Royal tried to reassure it, but the alsatian snapped at his hand, frightened of the stick. Several of his neighbours gathered around, carrying an assortment of weapons-tennis rackets, dumb-bells and walking sticks. They were beckoned aside by a friend of Royal's, a gynaecologist named Pangbourne who lived in the apartment next to the lobby. A swimming partner of Anne's, he often played with the dog on the roof.

"Let me have a look at him… Poor devil, those savages have abused you…" Deftly he insinuated himself into the elevator and began to soothe the dog. "We'll get him back to your apartment. Royal. Then I suggest we discuss the elevator position."

Pangbourne knelt down on the floor, whistling a strange series of sounds at the dog. For some weeks the gynaecologist had been urging Royal to interfere with the building's electrical switching systems, as a means of retaliating against the lower floors. This supposed power over the high-rise was the chief source of Royal's authority with his neighbours, though he suspected that Pangbourne for one was well aware that he would never make use of it. With his soft hands and consulting-room manner the gynaecologist unsettled Royal slightly, as if he were always just about to ease an unwary patient into a compromising obstetric position-in fact, though, Pangbourne belonged to the new generation of gynaecologists who never actually touched their patients, let alone delivered a child. His speciality was the computerized analysis of recorded birth-cries, from which he could diagnose an infinity of complaints to come.

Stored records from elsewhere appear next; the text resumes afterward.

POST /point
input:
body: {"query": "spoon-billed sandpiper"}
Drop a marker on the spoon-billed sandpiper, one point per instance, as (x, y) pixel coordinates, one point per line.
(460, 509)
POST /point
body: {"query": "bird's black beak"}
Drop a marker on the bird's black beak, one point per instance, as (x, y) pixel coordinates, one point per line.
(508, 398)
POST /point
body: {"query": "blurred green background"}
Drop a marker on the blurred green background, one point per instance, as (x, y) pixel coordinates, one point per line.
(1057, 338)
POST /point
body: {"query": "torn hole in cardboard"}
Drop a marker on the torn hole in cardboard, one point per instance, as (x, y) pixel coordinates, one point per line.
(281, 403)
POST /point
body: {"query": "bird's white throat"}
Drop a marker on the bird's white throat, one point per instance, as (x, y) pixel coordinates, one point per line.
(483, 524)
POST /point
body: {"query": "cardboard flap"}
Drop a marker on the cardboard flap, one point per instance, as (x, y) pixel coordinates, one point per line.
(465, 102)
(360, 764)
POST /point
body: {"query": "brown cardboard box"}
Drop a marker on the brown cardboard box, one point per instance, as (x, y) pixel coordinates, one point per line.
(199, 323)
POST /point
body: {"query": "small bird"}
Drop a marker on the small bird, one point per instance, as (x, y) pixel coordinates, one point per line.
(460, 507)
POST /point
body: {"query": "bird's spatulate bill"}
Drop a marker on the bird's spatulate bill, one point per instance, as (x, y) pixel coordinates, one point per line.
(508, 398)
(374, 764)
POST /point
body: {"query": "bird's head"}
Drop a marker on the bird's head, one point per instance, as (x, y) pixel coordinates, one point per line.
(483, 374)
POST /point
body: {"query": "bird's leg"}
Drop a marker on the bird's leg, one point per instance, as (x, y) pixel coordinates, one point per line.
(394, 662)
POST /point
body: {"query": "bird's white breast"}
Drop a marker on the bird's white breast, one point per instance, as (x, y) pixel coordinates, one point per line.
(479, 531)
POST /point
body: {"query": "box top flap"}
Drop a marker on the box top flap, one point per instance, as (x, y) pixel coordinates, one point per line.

He played with these tapes like an earlier generation of sorcerer examining the patterns of entrails. Characteristically, Pangbourne's one affair in the high-rise had been with a laboratory researcher on the and floor, a slim, silent brunette who probably spent all her time tormenting small mammals. He had broken this off soon after the outbreak of hostilities.

Nonetheless, he had a way with the injured alsatian. Royal waited while he calmed the dog and examined its wounds. He held its muzzle in his white hands as if he had just freed the poor beast from its caul. Together, he and Royal half-carried and half-dragged the dog back to Royal's apartment.